Der Plan der schwarz-blauen Regierung, das Gastro-Rauchverbot zu kippen, wird häufig mit negativen wirtschaftlichen Auswirkungen auf die Gastronomie begründet. Doch dies ist laut dem Institut für Höhere Studien (IHS) eine falsche Annahme. Nur in Schottland sei es in Pubs zu Umsatzrückgängen gekommen.

Darauf deutet eine Erhebung über die wissenschaftlichen Daten auf internationaler Ebene hin, die das IHS im Auftrag der NÖ Gebietskrankenkasse erstellt hat. „In Österreich wird mehr geraucht als im EU-Durchschnitt. In der Debatte um den Nichtraucherschutz wird gerne das Argument des drohenden ‚Wirtesterbens‘ ins Treffen geführt“, stellten die Experten um den Gesundheitsökonomen Thomas Czypionka fest. Daher hätte man eine Übersicht zur internationalen Studienlage erstellt. Ergebnis: Es wurden keine Negativfolgen für die Gastronomie festgestellt.
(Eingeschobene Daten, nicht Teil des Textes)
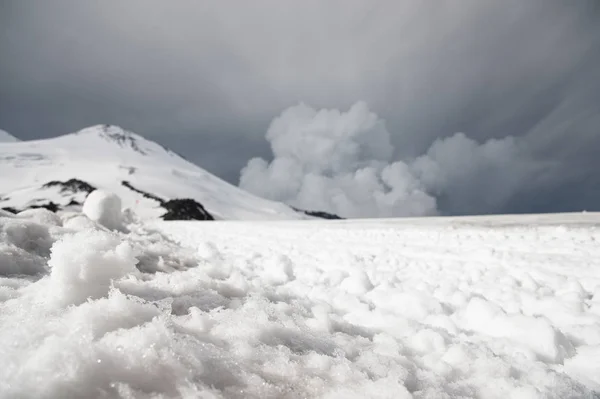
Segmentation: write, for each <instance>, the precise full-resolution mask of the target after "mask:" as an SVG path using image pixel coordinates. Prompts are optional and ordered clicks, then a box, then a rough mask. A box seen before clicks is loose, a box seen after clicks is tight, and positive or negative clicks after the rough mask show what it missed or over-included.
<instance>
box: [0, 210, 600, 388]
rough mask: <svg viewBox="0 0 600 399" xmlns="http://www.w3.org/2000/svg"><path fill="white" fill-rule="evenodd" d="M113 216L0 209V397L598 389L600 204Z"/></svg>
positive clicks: (598, 367) (598, 383)
mask: <svg viewBox="0 0 600 399" xmlns="http://www.w3.org/2000/svg"><path fill="white" fill-rule="evenodd" d="M50 215H53V216H50ZM123 220H124V224H125V227H126V229H123V230H122V231H118V230H114V231H111V230H109V229H107V228H106V227H105V226H103V225H101V224H100V223H97V222H96V221H94V220H91V219H90V218H88V217H87V216H86V215H84V214H79V213H61V214H59V215H55V214H51V213H48V212H47V211H44V210H35V211H33V212H31V211H27V212H24V213H22V214H19V215H12V214H9V213H2V214H0V342H1V343H2V345H0V358H1V359H2V367H1V368H0V397H2V398H76V397H77V398H88V397H94V398H159V397H160V398H306V397H310V398H435V399H437V398H486V399H487V398H597V397H598V395H600V363H599V361H598V359H599V358H600V269H599V267H598V266H599V265H598V259H600V248H599V247H598V241H599V240H600V215H599V214H594V213H587V214H565V215H553V216H539V215H538V216H519V217H510V216H504V217H485V218H483V217H481V218H421V219H405V220H392V219H390V220H371V221H367V220H363V221H311V222H298V221H297V222H260V223H259V222H254V223H248V222H214V223H204V222H145V223H139V222H135V221H134V222H133V223H131V222H129V219H128V218H124V219H123Z"/></svg>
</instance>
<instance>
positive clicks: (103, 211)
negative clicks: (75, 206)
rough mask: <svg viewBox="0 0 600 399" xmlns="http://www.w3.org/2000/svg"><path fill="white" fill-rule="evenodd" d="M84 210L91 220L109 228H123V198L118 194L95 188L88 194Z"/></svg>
mask: <svg viewBox="0 0 600 399" xmlns="http://www.w3.org/2000/svg"><path fill="white" fill-rule="evenodd" d="M82 211H83V213H84V214H85V215H86V216H87V217H89V218H90V219H91V220H93V221H95V222H98V223H100V224H101V225H102V226H104V227H106V228H108V229H111V230H121V229H122V228H123V220H122V214H121V199H120V198H119V197H118V196H117V195H116V194H113V193H110V192H107V191H103V190H94V191H92V192H91V193H90V194H89V195H88V196H87V198H86V200H85V202H84V203H83V209H82Z"/></svg>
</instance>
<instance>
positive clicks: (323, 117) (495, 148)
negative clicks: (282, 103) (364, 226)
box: [240, 102, 536, 217]
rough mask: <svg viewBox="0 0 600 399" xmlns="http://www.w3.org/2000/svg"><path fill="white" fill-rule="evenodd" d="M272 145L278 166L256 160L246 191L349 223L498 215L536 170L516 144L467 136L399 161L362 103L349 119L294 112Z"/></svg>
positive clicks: (336, 115) (270, 129) (271, 144)
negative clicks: (334, 213)
mask: <svg viewBox="0 0 600 399" xmlns="http://www.w3.org/2000/svg"><path fill="white" fill-rule="evenodd" d="M266 138H267V140H268V141H269V143H270V144H271V149H272V152H273V160H272V161H271V162H267V161H266V160H264V159H261V158H254V159H252V160H250V161H249V162H248V164H247V165H246V167H245V168H244V169H243V170H242V172H241V176H240V187H242V188H243V189H246V190H248V191H250V192H252V193H254V194H257V195H259V196H262V197H266V198H270V199H273V200H278V201H282V202H285V203H288V204H290V205H292V206H296V207H299V208H303V209H309V210H320V211H327V212H332V213H335V214H338V215H340V216H344V217H391V216H425V215H435V214H439V213H462V214H468V213H477V212H484V211H485V210H493V209H495V207H499V206H501V205H502V204H504V203H505V201H506V200H507V199H509V198H510V196H511V195H512V194H514V193H515V191H516V190H518V188H519V187H520V186H521V185H522V184H523V182H524V179H526V178H528V177H529V176H531V175H532V173H534V172H535V171H536V163H535V162H533V160H531V159H530V156H529V155H528V154H527V153H526V151H525V150H524V149H523V148H521V147H522V146H520V144H519V142H518V141H517V139H515V138H513V137H506V138H504V139H501V140H488V141H486V142H484V143H483V144H479V143H477V142H476V141H474V140H472V139H470V138H468V137H467V136H466V135H465V134H463V133H456V134H454V135H453V136H451V137H447V138H443V139H437V140H436V141H435V142H434V143H433V144H432V145H431V146H430V148H429V149H428V150H427V151H426V153H425V154H423V155H421V156H419V157H417V158H414V159H404V160H396V161H394V160H393V154H394V152H395V149H394V148H393V146H392V144H391V142H390V133H389V132H388V130H387V128H386V125H385V122H384V121H383V120H382V119H381V118H379V117H378V116H377V115H376V114H375V113H373V112H372V111H370V110H369V108H368V106H367V104H365V103H364V102H358V103H356V104H355V105H353V106H352V107H351V108H350V109H349V110H348V111H346V112H342V111H339V110H330V109H324V110H319V111H317V110H315V109H313V108H311V107H309V106H307V105H305V104H300V105H297V106H293V107H290V108H288V109H287V110H285V111H284V112H283V113H282V114H281V115H280V116H279V117H277V118H276V119H274V120H273V122H272V123H271V125H270V127H269V129H268V131H267V134H266Z"/></svg>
Es gibt nur eine Ausnahme für Schottland.

Studie findet fast keine Hinweise auf Einbussen

„Dabei wurden sowohl vorhandene Übersichtsarbeiten als auch Studien aus einzelnen Ländern ausgewertet und das Wissen aus über 200 Einzelstudien aus 16 verschiedenen Ländern zusammengetragen. Es zeigten sich in der ganz überwiegenden Zahl der Studien keine Umsatzeinbußen, teilweise sogar Umsatzsteigerungen“, hieß es in einer Aussendung. Czypionka sagte gegenüber der APA: „Aus den meisten Studien aus anderen Ländern lässt sich keine große Gefahr für die Gastronomie ablesen.“ Einzige Ausnahme ist Schottland, wo Pubs nach dem Rauchverbot Umsatzeinbussen verzeichneten. Englische und irische Studien haben dies jedoch nicht bestätigt.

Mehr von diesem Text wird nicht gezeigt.